US President Donald Trump welcomed Latin American leaders to Florida Saturday to announce the formation of a military coalition against drug cartels, in line with an argument that he has been making throughout his second term in office.
Trump has cited drug cartels as a primary reason for ramping up his administration’s involvement in Latin America, pressuring Venezuela over the past several months and seizing Venezuelan president Nicolas Maduro in January.
At least a dozen leaders from Central America, South America and the Caribbean joined the “Shield of the Americas” summit convened by Trump, who signed a proclamation launching the coalition.
“It’s a great part of the world, but to fill that tremendous potential, we must smash the grip of the cartels and criminal gangs and horrible organisations run by, in some cases, absolute animals and truly liberate our people,” Trump said.
Kristi Noem will be special envoy for the “Shield of the Americas”, Trump posted on Thursday.

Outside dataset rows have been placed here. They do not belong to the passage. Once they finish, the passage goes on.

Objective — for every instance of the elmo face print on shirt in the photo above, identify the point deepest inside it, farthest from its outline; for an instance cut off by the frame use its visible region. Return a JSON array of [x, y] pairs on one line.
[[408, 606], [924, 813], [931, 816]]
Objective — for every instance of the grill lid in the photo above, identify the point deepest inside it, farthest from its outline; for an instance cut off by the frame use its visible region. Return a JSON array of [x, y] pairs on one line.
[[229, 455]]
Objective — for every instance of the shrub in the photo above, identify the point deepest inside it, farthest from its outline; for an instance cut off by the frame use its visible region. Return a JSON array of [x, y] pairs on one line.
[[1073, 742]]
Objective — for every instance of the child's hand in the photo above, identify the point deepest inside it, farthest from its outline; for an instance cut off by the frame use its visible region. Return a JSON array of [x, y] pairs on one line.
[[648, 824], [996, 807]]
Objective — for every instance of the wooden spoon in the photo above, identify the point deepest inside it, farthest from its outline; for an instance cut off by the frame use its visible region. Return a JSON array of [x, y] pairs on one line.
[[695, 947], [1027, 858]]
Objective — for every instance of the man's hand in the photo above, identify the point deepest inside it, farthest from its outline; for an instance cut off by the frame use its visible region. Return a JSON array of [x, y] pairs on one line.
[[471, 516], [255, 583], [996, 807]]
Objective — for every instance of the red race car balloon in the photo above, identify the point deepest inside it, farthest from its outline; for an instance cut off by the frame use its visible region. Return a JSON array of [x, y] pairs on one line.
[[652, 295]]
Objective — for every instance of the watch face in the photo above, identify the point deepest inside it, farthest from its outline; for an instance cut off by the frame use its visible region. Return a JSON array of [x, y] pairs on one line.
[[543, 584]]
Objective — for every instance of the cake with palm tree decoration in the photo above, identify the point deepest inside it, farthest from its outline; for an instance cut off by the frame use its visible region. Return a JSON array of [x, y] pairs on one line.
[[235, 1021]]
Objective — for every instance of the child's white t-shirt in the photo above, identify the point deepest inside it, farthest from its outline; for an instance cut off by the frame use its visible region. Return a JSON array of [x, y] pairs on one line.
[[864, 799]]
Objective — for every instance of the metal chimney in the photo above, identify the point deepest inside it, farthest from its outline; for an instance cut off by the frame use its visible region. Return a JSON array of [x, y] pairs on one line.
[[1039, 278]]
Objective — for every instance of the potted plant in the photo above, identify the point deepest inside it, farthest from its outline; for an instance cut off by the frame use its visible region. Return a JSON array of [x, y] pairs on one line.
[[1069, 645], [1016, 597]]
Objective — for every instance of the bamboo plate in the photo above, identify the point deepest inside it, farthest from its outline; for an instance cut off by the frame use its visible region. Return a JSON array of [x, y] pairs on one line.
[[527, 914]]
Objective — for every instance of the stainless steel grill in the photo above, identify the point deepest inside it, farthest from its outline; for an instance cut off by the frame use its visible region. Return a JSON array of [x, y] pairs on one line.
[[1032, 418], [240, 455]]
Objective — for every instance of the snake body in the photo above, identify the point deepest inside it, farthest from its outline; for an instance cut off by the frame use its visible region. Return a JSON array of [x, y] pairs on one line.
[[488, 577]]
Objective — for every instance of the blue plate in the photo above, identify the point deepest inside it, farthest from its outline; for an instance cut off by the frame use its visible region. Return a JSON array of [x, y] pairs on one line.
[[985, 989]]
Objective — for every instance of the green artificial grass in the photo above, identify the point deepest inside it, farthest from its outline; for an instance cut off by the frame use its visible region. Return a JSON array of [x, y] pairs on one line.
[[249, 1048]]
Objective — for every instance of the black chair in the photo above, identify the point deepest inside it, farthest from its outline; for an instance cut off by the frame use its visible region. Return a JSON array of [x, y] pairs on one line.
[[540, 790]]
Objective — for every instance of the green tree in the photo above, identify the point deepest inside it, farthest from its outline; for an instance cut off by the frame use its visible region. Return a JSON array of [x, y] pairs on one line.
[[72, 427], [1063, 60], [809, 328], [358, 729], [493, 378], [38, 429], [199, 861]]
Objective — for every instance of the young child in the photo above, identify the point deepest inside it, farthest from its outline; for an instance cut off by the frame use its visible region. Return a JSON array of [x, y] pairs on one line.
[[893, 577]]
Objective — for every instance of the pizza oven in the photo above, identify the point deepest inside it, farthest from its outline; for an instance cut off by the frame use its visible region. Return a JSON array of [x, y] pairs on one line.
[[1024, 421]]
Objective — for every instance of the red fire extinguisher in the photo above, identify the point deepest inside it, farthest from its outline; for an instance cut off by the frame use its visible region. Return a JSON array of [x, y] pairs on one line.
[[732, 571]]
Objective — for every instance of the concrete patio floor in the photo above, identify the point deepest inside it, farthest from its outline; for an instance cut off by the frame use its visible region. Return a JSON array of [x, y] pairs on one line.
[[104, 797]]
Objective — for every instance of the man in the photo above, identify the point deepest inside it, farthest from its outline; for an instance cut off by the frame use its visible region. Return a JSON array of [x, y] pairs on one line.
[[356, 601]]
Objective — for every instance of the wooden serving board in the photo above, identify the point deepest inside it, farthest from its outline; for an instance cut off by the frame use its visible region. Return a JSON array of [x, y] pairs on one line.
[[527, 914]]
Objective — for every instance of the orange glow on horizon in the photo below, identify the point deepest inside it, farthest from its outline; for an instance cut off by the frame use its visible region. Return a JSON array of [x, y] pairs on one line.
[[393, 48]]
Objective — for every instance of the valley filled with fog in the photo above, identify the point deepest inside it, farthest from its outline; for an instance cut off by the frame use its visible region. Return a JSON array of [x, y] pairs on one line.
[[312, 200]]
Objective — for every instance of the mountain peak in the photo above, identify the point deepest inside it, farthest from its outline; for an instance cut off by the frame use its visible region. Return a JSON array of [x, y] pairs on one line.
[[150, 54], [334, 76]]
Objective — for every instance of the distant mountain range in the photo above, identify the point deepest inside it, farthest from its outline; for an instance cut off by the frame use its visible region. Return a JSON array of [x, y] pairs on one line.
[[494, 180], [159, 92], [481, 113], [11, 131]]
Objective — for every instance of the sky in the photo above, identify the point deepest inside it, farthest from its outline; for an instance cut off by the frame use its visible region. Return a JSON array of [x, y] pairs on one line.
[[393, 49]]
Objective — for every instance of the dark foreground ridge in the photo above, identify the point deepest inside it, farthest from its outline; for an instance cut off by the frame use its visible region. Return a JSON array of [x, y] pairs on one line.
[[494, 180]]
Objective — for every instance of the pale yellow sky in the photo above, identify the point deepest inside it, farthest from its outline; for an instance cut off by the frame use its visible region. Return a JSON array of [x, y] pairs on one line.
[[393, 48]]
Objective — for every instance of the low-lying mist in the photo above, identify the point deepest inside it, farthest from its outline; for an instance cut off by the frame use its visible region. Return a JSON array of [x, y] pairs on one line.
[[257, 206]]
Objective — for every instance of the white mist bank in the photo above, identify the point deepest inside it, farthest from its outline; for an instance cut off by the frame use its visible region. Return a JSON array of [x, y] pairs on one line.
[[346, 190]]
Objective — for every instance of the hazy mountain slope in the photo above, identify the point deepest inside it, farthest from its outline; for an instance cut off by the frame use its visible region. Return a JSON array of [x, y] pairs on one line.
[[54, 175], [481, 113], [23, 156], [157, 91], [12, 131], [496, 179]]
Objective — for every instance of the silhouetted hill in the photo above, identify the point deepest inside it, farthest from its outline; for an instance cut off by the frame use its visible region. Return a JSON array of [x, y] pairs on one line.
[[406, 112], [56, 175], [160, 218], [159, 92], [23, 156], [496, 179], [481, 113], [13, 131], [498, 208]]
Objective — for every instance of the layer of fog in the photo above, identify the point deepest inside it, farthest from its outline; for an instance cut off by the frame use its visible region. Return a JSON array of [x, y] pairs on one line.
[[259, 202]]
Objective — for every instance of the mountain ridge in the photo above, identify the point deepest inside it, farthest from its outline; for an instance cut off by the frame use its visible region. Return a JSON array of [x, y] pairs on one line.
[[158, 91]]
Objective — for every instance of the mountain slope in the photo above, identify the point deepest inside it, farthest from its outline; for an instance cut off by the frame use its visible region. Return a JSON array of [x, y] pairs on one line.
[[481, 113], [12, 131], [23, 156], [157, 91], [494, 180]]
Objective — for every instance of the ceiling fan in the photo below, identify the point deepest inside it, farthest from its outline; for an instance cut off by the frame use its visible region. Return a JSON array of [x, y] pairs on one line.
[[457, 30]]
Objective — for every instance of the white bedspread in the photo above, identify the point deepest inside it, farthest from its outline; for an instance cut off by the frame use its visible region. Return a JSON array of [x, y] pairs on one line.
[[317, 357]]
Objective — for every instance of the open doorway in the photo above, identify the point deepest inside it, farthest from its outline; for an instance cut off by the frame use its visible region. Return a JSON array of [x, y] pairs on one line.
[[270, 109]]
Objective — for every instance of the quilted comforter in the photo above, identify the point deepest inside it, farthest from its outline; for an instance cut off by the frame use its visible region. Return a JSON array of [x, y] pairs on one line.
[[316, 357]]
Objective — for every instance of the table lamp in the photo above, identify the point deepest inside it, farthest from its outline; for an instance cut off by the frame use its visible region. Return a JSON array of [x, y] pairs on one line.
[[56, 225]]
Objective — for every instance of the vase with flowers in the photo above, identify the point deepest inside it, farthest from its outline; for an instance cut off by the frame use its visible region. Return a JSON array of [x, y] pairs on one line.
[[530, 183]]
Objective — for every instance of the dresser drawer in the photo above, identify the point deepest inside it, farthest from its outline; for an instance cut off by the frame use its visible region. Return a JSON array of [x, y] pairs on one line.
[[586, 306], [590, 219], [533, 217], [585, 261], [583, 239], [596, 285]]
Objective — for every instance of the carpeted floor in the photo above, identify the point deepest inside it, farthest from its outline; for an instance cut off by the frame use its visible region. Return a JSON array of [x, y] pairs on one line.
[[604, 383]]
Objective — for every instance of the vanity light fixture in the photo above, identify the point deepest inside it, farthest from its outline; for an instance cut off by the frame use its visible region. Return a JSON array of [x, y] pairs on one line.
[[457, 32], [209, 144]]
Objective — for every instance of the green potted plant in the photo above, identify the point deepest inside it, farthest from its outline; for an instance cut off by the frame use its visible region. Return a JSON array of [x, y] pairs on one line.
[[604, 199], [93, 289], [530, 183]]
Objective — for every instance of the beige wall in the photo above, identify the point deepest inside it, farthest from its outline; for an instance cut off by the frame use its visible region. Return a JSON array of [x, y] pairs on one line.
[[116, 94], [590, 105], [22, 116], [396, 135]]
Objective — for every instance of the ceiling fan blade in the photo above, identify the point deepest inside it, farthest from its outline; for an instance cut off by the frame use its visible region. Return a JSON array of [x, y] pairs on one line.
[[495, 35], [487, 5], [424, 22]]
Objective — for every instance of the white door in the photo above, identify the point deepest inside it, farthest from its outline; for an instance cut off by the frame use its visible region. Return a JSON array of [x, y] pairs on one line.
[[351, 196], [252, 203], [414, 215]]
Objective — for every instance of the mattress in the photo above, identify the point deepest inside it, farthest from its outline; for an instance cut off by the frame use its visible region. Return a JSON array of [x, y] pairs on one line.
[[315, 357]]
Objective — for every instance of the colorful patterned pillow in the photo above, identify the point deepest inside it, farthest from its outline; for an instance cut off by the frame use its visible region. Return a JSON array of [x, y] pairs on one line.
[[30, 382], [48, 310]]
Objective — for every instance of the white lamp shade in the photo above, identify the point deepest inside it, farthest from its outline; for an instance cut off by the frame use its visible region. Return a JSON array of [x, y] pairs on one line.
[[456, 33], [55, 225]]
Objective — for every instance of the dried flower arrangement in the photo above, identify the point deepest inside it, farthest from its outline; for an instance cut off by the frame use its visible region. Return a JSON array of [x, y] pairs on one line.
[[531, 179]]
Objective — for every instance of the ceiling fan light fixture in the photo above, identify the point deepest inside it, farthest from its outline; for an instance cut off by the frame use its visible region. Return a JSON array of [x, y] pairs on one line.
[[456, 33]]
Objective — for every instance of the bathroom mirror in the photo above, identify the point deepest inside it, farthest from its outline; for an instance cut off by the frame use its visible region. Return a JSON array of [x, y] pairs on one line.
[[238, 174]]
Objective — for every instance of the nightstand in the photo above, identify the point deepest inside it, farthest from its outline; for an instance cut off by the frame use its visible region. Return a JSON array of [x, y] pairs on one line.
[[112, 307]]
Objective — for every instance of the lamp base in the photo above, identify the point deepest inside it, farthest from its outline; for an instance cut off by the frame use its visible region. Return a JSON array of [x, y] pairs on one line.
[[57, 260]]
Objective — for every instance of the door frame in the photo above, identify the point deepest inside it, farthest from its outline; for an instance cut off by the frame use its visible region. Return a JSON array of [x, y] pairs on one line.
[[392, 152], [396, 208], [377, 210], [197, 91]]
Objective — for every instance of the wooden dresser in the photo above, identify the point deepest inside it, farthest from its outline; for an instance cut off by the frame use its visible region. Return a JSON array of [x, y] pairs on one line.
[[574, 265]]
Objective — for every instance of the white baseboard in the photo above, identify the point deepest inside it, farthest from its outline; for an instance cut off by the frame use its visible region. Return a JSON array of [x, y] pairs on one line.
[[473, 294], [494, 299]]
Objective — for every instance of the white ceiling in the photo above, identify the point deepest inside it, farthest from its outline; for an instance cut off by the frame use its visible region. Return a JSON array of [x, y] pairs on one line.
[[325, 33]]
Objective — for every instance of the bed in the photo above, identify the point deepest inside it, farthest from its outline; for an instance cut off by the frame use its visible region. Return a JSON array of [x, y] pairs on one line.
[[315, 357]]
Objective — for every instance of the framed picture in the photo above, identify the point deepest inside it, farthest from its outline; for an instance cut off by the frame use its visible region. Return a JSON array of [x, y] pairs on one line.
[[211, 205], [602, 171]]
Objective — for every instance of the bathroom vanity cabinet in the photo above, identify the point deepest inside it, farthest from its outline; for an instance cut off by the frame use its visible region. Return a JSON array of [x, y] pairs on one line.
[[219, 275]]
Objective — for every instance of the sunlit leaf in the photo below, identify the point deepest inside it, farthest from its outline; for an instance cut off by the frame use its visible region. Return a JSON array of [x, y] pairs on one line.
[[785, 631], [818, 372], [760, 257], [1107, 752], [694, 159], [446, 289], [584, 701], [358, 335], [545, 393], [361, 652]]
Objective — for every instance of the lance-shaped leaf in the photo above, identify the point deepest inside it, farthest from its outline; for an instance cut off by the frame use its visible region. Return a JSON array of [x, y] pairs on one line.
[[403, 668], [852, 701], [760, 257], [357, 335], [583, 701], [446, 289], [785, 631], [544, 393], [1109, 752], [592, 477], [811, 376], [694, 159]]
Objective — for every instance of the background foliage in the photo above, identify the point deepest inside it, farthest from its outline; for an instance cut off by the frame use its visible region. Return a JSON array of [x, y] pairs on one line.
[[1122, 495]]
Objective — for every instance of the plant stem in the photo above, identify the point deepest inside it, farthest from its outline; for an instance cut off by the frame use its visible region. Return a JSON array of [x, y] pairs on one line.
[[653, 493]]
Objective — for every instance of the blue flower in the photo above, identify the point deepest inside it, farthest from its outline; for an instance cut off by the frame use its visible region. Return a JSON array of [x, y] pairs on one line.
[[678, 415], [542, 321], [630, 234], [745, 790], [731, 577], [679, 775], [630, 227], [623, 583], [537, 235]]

Noem was Homeland Security secretary until Trump removed her from that post this week after mounting criticism of her from Congress.
Saturday’s gathering gives Trump a chance to project strength closer to home even as the conflict in the Middle East leads to consequences he may not fully control, such as rising prices for oil and gas.
However, the Trump administration also has been looking for ways to counter growing Chinese influence in the region.
The summit took place as Trump prepares for talks with Chinese President Xi Jinping in Beijing at the end of March.
The Trump administration hopes to pull Latin America closer to Washington after years of growing Chinese trade, lending and infrastructure investment in the region.
The summit brings together conservative leaders aligned with Trump on security, migration and economics.
Among those attending are Argentine President Javier Milei, Chile’s president-elect Jose Antonio Kast and Salvadoran President Nayib Bukele, whose gang crackdown, criticised by human rights groups, has become a model for parts of Latin America’s right.
Politicians from across the region have toured Bukele’s sprawling “mega-prison”, where the United States last year deported more than 200 Venezuelans without trial.
Also joining the gathering are Honduran President Nasry Asfura, who narrowly won a disputed election with Trump’s backing, and Ecuador’s President Daniel Noboa, who has echoed parts of Trump’s economic agenda and recently announced joint operations with the US in a military crackdown on drug trafficking (*see report on Page 7).
Most of the right-wing heads of state share concerns about the rising power of drug cartels, even hitting countries that until recently were considered fairly safe such as Ecuador and Chile, said Irene Mia, a Latin America expert at the International Institute for Strategic Studies.
“All those countries used to be quite secure and didn’t really have an issue with organised crime, but they’ve seen increasing levels of organised crime because of the reconfiguration of the drug trade,” Mia told AFP.
The strained security situation, which has contributed to the Latin American right-wing’s recent string of electoral victories, means the trend of US intervention has received less pushback than in the past, she added.
Many of the leaders share Trump’s hardline view of crime and migration, favouring crackdowns over deeper social fixes and private business over the state.
Their rise reflects a broader rightward turn in parts of Latin America at a time when the region is being pulled between Washington and Beijing.
Ryan Berg, who heads the Americas Programme at the Centre for Strategic and International Studies, said that China’s trade with the region hit a record $518bn in 2024, with Beijing loaning more than $120bn to governments across the Western Hemisphere.
China’s increased involvement in Latin America – from satellite tracking stations in Argentina and a port in Peru to economic support for Venezuela – has been an irritant for successive US administrations.
China has expanded its reach through trade, loans and infrastructure, while the Trump administration has pushed governments in the region to curb Beijing’s role in ports, energy projects and other strategic assets.
That pressure was on display recently when Panamanian authorities moved against a Hong Kong-based firm tied to operations in the Panama Canal, a key global freight channel.
Washington has also taken more direct steps in the region.
The United States captured Maduro on January 3 and moved to seize control of the country’s oil exports, and has tightened enforcement of the decades-long US embargo on Cuba.
Several Trump administration officials have told Reuters that Trump’s move against Maduro was intended in part to counter China’s ambitions, and that Beijing’s days of leveraging debt to get cheap oil from Venezuela were “over”.
The durability of such the coalition remains to be seen, according to the International Institute for Strategic Studies’s Mia.
“It’s entirely a negative agenda,” she said. “It’s all about the threats coming to the region for US security: migration, organised crime.”
She also pointed at the glaring absences from the summit, Mexico and Brazil, which are currently lead by leftists Claudia Sheinbaum and Luiz Inacio Lula da Silva.
“Without Mexico and Brazil, it’s not going to be very successful in tackling those issues” of narcotrafficking and counterterrorism, she said, given that Mexican cartels play a key role in the trafficking supply chain and Brazil’s ports are critical narco-trafficking routes to Europe.